Screenshot of Protests in Baltimore, on April 25, 2015. A documentary by Dan Crapanzano.

The Maryland Humanities Council (MHC) with help from an NEH Chairman’s Grant of $20,000 responded to the unrest following the death of Freddie Gray by launching a new grant program, The Humanities Fund for Baltimore, in November of 2015. The Humanities Fund for Baltimore was developed after some internal discussions among MHC staff. As a result, MHC’s executive director, Phoebe Stein and Marilyn Hatza, program officer for grants and strategic partnerships, convened a meeting with a dozen community leaders and organizations that responded favorably and energetically to the idea that the humanities may provide context for understanding the structural racism and inequality everyday residents in Baltimore experience.

As the one year anniversary of Freddie Gray’s untimely death approaches, the Council announced its first round of grant recipients. Five organizations were awarded funds to give context to and address the decades old challenges around social inequities that Baltimore has faced.

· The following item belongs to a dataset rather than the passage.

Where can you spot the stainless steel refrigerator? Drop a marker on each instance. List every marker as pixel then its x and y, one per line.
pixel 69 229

The five Humanities Fund for Baltimore recipients include:

Afrikan Youth Alchemy

Documentary Film: Inequity in Housing

 

CityLit Project

Anniversary of an Uprising with Claudia Rankine, Promise Heights

 

University of Maryland, Baltimore School of Social Work

Seeds of Promise Book Club

 

Reginald F. Lewis Museum of Maryland African American History & Culture

All Baltimore Voices: Stories About & Beyond the Unrest

 

Writers in Baltimore Schools

Black Words Matter

 

The Council also kicks off 2016 by opening the second round of this strategic grant program on the birthday of one of this nation’s greatest humanist and civil rights’ leaders, Dr. Martin Luther King Jr. Organizations are invited to propose projects that:

  • Are Rooted in one or more of the humanities disciplines
  • Engage communities impacted by structural racism in Baltimore
  • Enlist the participation of humanities scholars or experts
  • Are free and open to the public

and occur between April 15 and September 15, 2016

In an effort to create equity, The Humanities Fund for Baltimore awards $5,000 to catalyze nonprofit organizations to create public programs that leverage the humanities as a means of helping the public understand the contexts for the unrest of April 2015. The fund also seeks to educate young people and adults about the history and roots of economic and racial inequality in communities of color in Baltimore City.

The Humanities Fund for Baltimore is supported in part by the National Endowment for the Humanities (NEH) as part of the “Common Good,” an NEH initiative that seeks to bring the humanities to the public square and foster innovative ways to make scholarship relevant to contemporary issues.